Skills day: Will Allen, Netskills: Website Audit / Evaluation
Will Allen explains how Netskills looks under the bonnet of websites
The idea of audit often makes people nervous - wonder what it’s going to reveal when have spent so much time on a site. But don’t be overly-precious about your websites. So I will give a broad outline of what we look out for - a few tips and tools and options.
What are we evaluating?
JISC requirements: technical issues (validation and web standards, browser checking), usability/acessibility issues (navigation, contact details, searchability), pages content (printing of pages, quality of writing, text formatting)
It’s a bit like an MOT - we look under the bonnet…
So we looked at a variety of JISC project websites. Did they have validation to modern web standards? Think of website as an aircraft carrier - it’s the carrier of your information. In terms of validation and page-checking is to compare process of writing a web page to process we would do when word processing - spellchecking, checking for grammar etc - you;re checking against formal standards. Same with the webpage - checking it against the grammar of html to make sue that have the pages written with sound structure. It’s about adding semantic structure to information.
Separation of structure from style - keep them separate and then people can choose whether to merge the two or not. If on a slow connection may want to turn off style stuff and just have the structure.
Firefox - go to view-pagestyle-no style and can view just the html - can be v revealing - essentially left with links and then the key information on the page.
Zen Garden - a well-structured page with the same content styled differently by different designers - shows the difference a stylesheet can make.
A List Apart - has good features and good example of how to use css to make very easily printable pages.
Test your site: validate your pages, turn off stylesheets, turn off javascript, check your 404 pages - what happens when someone finds a broken link? - test your pages in a range of browsers - do a Q+D check for semantic heading structure, the underpinning of the site
Accessibility: sound underlying structure is vital - make sure all internet users, regardless of ability, can obtain information from your site - it’s about increasing he number of people who can access and gain from your site. Try testing your pages just by navigating with the keyboard rather than with a mouse. Many tools out there claim to check for accessibility but what do they check against? Might be WCAG1.0 and so on but what do they tell you? You need to find out from your users.

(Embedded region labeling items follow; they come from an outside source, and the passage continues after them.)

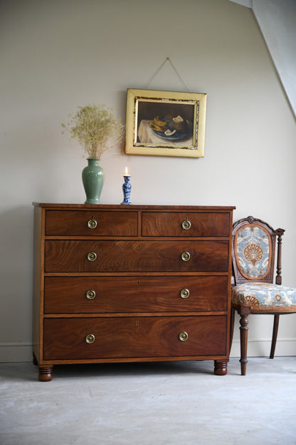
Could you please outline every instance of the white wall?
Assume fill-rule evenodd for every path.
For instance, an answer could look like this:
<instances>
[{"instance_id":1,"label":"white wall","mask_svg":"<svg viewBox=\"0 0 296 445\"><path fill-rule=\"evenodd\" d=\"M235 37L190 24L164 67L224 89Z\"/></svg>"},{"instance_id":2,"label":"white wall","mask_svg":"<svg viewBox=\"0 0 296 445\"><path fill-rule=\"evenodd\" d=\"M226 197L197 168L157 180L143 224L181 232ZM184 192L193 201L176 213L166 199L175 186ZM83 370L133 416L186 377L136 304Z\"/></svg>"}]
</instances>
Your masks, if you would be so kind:
<instances>
[{"instance_id":1,"label":"white wall","mask_svg":"<svg viewBox=\"0 0 296 445\"><path fill-rule=\"evenodd\" d=\"M83 203L85 165L60 123L102 103L125 120L128 87L144 88L169 57L188 89L208 94L203 159L105 153L104 203L236 205L287 232L283 282L296 286L296 128L250 9L228 0L11 0L0 6L0 360L31 357L32 201ZM149 86L184 90L166 63ZM295 316L277 352L295 354ZM268 353L272 317L253 316L250 355ZM238 354L238 324L232 354Z\"/></svg>"}]
</instances>

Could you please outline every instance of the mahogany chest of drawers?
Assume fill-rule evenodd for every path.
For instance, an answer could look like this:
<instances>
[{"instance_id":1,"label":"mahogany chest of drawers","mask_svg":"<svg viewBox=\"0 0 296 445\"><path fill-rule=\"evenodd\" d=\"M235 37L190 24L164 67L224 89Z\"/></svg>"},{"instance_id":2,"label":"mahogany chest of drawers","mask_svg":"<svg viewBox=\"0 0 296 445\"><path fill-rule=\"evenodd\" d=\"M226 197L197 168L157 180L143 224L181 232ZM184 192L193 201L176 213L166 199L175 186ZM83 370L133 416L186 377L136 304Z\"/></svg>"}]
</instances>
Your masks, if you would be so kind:
<instances>
[{"instance_id":1,"label":"mahogany chest of drawers","mask_svg":"<svg viewBox=\"0 0 296 445\"><path fill-rule=\"evenodd\" d=\"M227 373L233 207L34 204L33 354L214 360Z\"/></svg>"}]
</instances>

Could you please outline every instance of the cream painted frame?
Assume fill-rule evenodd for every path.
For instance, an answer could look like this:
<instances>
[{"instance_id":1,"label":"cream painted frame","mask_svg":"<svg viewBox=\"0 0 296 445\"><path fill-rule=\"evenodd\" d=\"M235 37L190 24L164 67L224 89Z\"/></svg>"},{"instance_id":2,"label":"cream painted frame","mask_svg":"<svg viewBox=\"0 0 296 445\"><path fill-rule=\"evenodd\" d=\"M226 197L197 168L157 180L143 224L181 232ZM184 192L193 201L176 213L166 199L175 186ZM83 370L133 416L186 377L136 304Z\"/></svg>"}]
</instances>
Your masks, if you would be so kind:
<instances>
[{"instance_id":1,"label":"cream painted frame","mask_svg":"<svg viewBox=\"0 0 296 445\"><path fill-rule=\"evenodd\" d=\"M173 108L178 110L178 108L187 111L192 116L191 143L164 139L164 142L155 143L151 140L147 143L141 142L138 138L138 129L142 121L140 109L144 107L150 108L151 112L154 111L155 116L157 116L155 110L157 110L157 107L159 110L164 110L164 109L167 108L168 111ZM128 155L203 158L206 108L206 94L205 93L128 88L125 153ZM149 119L153 119L152 115Z\"/></svg>"}]
</instances>

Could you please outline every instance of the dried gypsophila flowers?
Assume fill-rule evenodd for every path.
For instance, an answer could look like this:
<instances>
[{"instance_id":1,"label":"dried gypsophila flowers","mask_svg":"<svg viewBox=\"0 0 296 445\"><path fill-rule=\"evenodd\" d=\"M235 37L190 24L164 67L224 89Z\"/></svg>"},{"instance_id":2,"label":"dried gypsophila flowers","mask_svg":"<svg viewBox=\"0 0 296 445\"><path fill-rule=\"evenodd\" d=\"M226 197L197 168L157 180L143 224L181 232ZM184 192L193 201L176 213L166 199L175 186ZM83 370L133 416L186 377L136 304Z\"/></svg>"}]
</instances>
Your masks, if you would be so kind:
<instances>
[{"instance_id":1,"label":"dried gypsophila flowers","mask_svg":"<svg viewBox=\"0 0 296 445\"><path fill-rule=\"evenodd\" d=\"M68 118L69 122L62 127L79 142L88 158L100 159L111 143L122 139L124 126L114 116L112 108L105 105L78 106Z\"/></svg>"}]
</instances>

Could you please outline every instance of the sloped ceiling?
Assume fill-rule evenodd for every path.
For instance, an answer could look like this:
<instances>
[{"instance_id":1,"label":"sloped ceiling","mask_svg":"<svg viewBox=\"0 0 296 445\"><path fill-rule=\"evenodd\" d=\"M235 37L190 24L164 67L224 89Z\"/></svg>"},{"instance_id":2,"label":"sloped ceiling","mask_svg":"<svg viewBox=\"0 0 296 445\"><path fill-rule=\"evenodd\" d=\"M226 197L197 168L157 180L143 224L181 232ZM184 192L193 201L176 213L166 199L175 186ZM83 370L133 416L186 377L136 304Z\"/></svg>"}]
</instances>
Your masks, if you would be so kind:
<instances>
[{"instance_id":1,"label":"sloped ceiling","mask_svg":"<svg viewBox=\"0 0 296 445\"><path fill-rule=\"evenodd\" d=\"M296 117L296 0L230 0L250 8Z\"/></svg>"}]
</instances>

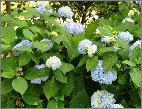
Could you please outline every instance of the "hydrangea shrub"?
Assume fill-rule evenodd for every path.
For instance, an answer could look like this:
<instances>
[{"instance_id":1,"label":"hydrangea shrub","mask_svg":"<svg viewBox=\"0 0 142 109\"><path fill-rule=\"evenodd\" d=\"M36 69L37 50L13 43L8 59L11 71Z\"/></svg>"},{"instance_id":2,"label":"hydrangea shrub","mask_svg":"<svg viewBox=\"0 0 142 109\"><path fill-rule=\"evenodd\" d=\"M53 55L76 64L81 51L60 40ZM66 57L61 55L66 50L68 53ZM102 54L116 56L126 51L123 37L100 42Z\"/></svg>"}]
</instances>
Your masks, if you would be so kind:
<instances>
[{"instance_id":1,"label":"hydrangea shrub","mask_svg":"<svg viewBox=\"0 0 142 109\"><path fill-rule=\"evenodd\" d=\"M2 16L2 107L140 107L140 10L118 3L88 25L66 22L72 7L40 2Z\"/></svg>"}]
</instances>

A formal investigation by the 2004 Disability Rights Commission found that about 80% failed the lowest level in WCAG 1.0. Automated tools cannot verify compliance - 45% of user-detected problems do not directly violate a checkpoint. Trade-off between the so-called guidelines and what users tell you that they find difficulty. Disabled users said they felt that sites did not take into account their specific needs. Many users do not know about the range of accessibility features in most operating systems and browsers. Involving disbaled users in the design and testing process is likelt to improve usability for all.
A holistic approach: do you know who your audience is? what kind of expertise and knowledge do they have? so a holitic approach might find solutions from a variety of sources
Usability: it’s about happier users - can they find what they are looking for quickly and easily? Usability can only really be tested by the users themselves. The web team are far too tied up in it.
Economic and Social data service: has a section for new users which draws them in and makes it easy from them
Page content: understand the way users process web pages - who are you writing for? do you use appropriate language for them? tends to be less formal than print.
Consider two options: tell them quick before they go OR encourage users to “stay awhile”
Language is an integral part of design - establish trust and web credibility through spelling and grammar, up-to-date links, reviewed links. Keep thinking about your audience - entice them to find out more
Netskills audit: independent and expert website evaluation - includes a structured report - also does in-depth user testing
Comment: Brian: one thing that has changed is that web is increasingly about applications rather than information - new WCAG guidelines have changed and there’s a conflict between richer usability and compliance with strict guidelines - depends on the purpose of the resource and knowing who your users are - about widening participation.